By Joseph Cannon M.S.
Delayed onset muscle soreness (DOMS) is a familiar foe for anyone who has pushed their muscles to new limits through intense exercise. This phenomenon, characterized by muscle stiffness, tenderness, and decreased range of motion, typically sets in 12-24 hours after a grueling workout and can last for several days. While DOMS is often seen as a badge of honor among fitness enthusiasts, it can be a significant barrier for clients, especially those new to exercise. As a fitness trainer, understanding the causes, symptoms, and management strategies for DOMS is crucial to creating effective and enjoyable training programs that keep your clients motivated and injury-free. This article will delve into the physiology and causes of DOMS, explore evidence-based techniques to alleviate its discomfort, and provide practical tips for mitigating its impact on your clients’ workout experiences. By mastering the art of managing muscle soreness, you can foster a positive and empowering environment that nurtures long-term commitment to physical fitness.

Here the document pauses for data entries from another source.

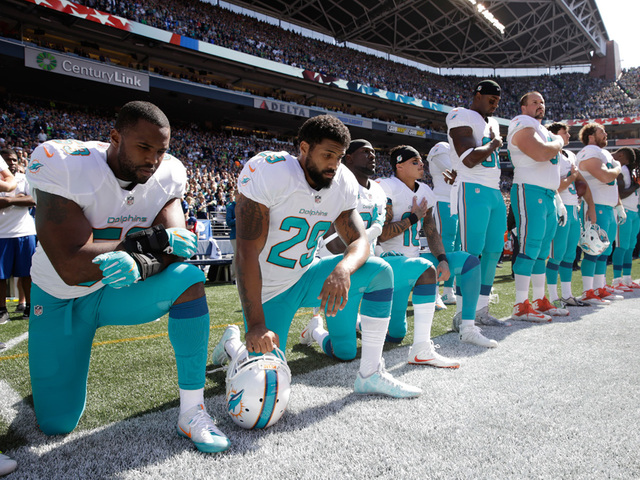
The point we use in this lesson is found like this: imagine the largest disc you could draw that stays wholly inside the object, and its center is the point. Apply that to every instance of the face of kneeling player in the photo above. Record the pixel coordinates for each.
(139, 151)
(362, 161)
(412, 169)
(321, 162)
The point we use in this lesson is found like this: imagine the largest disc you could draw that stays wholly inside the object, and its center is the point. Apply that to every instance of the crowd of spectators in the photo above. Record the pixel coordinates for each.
(629, 82)
(213, 160)
(568, 96)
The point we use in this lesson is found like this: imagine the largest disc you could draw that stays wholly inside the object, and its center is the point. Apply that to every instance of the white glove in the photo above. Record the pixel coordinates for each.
(621, 215)
(374, 232)
(561, 211)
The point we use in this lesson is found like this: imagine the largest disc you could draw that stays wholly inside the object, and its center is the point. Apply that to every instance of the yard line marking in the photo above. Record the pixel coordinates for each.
(24, 336)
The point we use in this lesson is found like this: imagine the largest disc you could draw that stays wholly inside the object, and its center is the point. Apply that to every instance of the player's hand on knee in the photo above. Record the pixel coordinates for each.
(261, 340)
(442, 271)
(119, 269)
(182, 242)
(335, 292)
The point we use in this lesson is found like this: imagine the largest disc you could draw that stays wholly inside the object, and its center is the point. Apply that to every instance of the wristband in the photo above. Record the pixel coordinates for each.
(467, 152)
(149, 240)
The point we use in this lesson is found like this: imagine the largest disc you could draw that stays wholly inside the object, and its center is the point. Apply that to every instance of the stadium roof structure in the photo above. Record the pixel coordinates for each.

What is Delayed Onset Muscle Soreness (DOMS) & Why Does It Happen?
Delayed Onset Muscle Soreness (DOMS) is a phenomenon that every fitness enthusiast has likely experienced at some point. It’s that nagging, achy feeling in your muscles that sets in a day or two after a workout, especially if you’ve tried new exercises or significantly increased the intensity of your routine. The phenomenon is complicated, but here is a summary of what happens at the cellular level:
- During intense or unaccustomed exercise, mechanical stress and metabolic fatigue cause microscopic damage to the sarcomeres of muscle fibers as well as connective tissue.
- This micro-damage promotes the release of potassium, calcium, creatine kinase (CK), and myoglobin into the bloodstream.
- At the same time, an inflammatory response is initiated where cells like neutrophils and macrophages infiltrate the damaged area to aid the repair process.
- This response also generates reactive oxygen species (free radicals) that can cause further oxidative damage to muscle cells and surrounding tissues.
This cascade typically peaks 24-48 hours post-exercise, resulting in maximum muscle soreness levels at around 72 hours before gradually subsiding over several days as the regenerative process completes.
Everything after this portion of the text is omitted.